Delicious and here to stay, our crispy pork belly is oozing with flavour in every bite. Pile them high on a bed of egg noodles and oyster sauce-laced greens. All that's left to do is to grab your chopsticks to get dinner started!
The quantities provided above are averages only.

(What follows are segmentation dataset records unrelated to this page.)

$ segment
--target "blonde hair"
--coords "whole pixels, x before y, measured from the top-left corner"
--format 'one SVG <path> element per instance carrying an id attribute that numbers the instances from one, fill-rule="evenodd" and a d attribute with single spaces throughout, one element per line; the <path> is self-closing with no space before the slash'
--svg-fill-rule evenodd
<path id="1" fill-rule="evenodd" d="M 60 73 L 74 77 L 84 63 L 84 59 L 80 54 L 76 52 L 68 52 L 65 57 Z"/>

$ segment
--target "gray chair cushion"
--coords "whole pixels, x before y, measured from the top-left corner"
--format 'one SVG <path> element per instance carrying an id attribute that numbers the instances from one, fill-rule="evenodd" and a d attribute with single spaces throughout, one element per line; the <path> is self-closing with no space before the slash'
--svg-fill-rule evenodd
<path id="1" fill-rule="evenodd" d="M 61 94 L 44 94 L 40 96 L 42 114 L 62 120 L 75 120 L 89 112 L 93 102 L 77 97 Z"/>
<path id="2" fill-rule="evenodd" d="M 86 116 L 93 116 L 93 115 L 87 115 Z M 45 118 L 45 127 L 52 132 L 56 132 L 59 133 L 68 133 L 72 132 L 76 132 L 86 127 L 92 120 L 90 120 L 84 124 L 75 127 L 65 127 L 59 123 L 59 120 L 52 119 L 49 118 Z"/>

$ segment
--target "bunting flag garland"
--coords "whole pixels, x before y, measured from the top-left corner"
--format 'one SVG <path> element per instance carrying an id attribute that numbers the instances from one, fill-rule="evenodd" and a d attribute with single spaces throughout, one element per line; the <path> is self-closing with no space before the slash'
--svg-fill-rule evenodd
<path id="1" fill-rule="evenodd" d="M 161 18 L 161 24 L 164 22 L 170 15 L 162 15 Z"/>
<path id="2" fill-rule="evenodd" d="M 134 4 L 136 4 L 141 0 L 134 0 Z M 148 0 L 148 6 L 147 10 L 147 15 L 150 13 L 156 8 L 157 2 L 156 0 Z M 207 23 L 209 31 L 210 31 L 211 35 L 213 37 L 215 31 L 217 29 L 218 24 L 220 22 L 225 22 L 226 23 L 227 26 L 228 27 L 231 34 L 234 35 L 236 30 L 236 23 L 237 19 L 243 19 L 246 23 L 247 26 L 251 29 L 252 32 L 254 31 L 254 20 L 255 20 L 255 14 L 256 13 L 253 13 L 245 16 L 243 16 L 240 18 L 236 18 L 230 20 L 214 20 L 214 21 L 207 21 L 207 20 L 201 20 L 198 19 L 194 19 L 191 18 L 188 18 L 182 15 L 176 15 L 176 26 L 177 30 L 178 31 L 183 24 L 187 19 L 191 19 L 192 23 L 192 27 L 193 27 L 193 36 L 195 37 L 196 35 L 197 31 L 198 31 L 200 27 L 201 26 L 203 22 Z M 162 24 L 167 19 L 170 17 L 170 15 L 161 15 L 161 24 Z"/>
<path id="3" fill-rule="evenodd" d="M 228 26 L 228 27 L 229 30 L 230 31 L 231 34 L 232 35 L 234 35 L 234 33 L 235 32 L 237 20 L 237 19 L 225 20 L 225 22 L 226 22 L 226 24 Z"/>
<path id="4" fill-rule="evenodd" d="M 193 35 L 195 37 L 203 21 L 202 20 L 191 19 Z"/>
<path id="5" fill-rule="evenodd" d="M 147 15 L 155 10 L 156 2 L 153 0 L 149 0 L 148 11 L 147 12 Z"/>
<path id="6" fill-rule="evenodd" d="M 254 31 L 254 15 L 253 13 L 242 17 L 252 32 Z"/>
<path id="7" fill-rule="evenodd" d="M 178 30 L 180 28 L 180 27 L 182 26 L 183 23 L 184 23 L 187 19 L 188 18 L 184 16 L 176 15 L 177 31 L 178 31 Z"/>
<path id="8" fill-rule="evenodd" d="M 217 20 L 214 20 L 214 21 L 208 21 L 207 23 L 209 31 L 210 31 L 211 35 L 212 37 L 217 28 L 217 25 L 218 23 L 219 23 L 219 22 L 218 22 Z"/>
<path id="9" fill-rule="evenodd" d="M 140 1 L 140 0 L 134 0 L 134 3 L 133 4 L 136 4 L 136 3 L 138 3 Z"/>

Always read product labels for the most up-to-date allergen information. Visit hellofresh.com.au/foodinfo for allergen and ingredient information. If you have received a substitute ingredient, please be aware allergens may have changed.
2 packet
slow-cooked pork belly
1 packet
egg noodles
(Contains Egg, Gluten, Wheat;)
2 clove
garlic
1 bag
Asian greens
1 bag
Trimmed Green Beans
1 packet
oyster sauce
(Contains Gluten, Mollusc, Wheat;)
1 packet
sweet chilli sauce
pinch
chilli flakes
olive oil
1.5 tbs
soy sauce
(Contains Gluten, Soy;)
2 tbs
water
• Boil the kettle. Preheat oven to 240ºC/220ºC fan-forced. • Place slow-cooked pork belly in a large bowl and cover with boiling water. Using tongs, remove pork carefully and pat dry using paper towel (this step helps the crackling get crispy!). • Using a sharp knife, score the skin in 1cm intervals, without cutting into the flesh. Rub all over with a generous pinch of salt. • Place pork pieces, skin-side down, on a lined oven tray. Roast until lightly browned, 15-20 minutes. • Heat grill to high. Flip pork skin-side up. Grill pork until skin is golden and crispy, 10-25 minutes.

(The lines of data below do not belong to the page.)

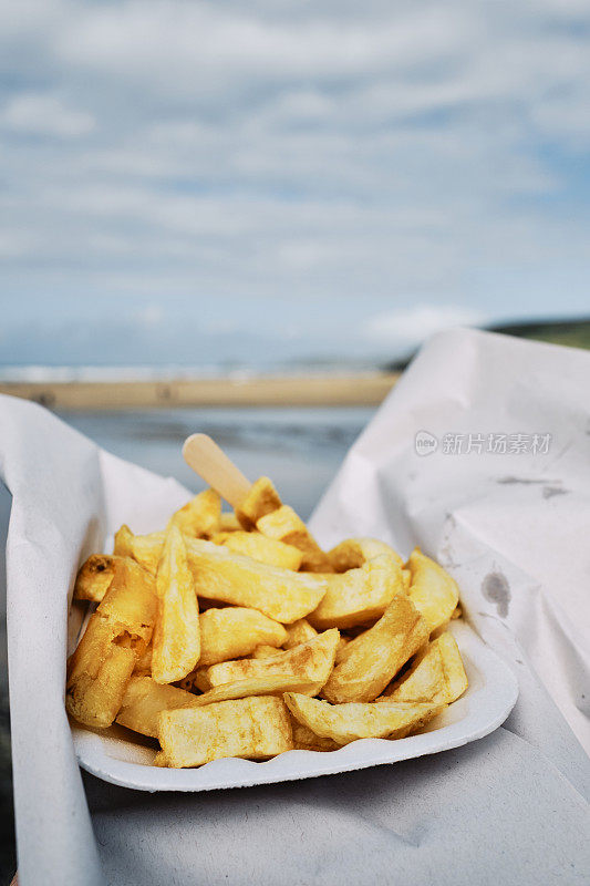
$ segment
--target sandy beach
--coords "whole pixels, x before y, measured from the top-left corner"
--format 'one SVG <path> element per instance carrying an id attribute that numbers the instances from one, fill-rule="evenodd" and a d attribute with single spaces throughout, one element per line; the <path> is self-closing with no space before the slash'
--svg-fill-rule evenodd
<path id="1" fill-rule="evenodd" d="M 53 410 L 175 406 L 379 405 L 398 373 L 229 377 L 154 381 L 0 382 L 0 393 Z"/>

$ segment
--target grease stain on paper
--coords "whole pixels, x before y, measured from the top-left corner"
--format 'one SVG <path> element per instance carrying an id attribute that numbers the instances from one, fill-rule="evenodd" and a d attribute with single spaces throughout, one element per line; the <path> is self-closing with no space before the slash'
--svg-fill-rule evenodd
<path id="1" fill-rule="evenodd" d="M 500 618 L 510 609 L 510 585 L 503 573 L 488 573 L 482 581 L 482 594 L 494 604 Z"/>

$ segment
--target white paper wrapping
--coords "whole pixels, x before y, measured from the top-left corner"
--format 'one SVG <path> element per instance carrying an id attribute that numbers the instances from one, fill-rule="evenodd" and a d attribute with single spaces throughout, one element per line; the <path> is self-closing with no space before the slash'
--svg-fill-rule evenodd
<path id="1" fill-rule="evenodd" d="M 586 882 L 579 836 L 590 823 L 590 773 L 572 730 L 588 746 L 589 390 L 588 354 L 441 334 L 352 449 L 313 521 L 324 544 L 373 534 L 443 560 L 468 620 L 518 676 L 505 728 L 421 760 L 193 796 L 81 779 L 63 710 L 79 559 L 102 546 L 107 527 L 159 525 L 186 493 L 41 408 L 0 398 L 0 476 L 13 495 L 8 629 L 22 886 L 372 884 L 393 872 L 407 884 Z M 418 431 L 437 437 L 436 452 L 416 453 Z M 536 455 L 486 454 L 485 444 L 479 454 L 443 451 L 445 435 L 504 433 L 528 435 L 529 447 L 549 433 L 551 445 Z"/>

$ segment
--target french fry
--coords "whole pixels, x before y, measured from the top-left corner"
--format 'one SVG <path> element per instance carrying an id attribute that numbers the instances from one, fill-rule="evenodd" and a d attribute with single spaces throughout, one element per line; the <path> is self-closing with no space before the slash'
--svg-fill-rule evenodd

TIP: Keep an eye on the pork when grilling, it can burn fast! TIP: Spread pork over two lined oven trays if your tray is getting crowded.
• When the pork has 20 minutes remaining, half-fill a medium saucepan with boiling water. • Cook egg noodles over medium-high heat, stirring occasionally with a fork to separate, until tender, 4-5 minutes. • Drain, rinse and set aside. • Meanwhile, finely chop garlic and roughly chop Asian greens.
• In a large frying pan, heat a drizzle of olive oil over medium-high heat. • Cook trimmed green beans, until tender, 3-4 minutes. • Add Asian greens and garlic and cook, stirring, until just wilted, 1 minute. • Reduce heat to low, then add oyster sauce, sweet chilli sauce, the soy sauce and water and cook, until slightly thickened, 1 minute. • Remove from heat, then stir through cooked noodles, until combined.
• Slice pork. • Divide Thai-style noodles and greens between bowls. • Top with crispy pork. Garnish with a pinch of chilli flakes (if using) to serve. Enjoy!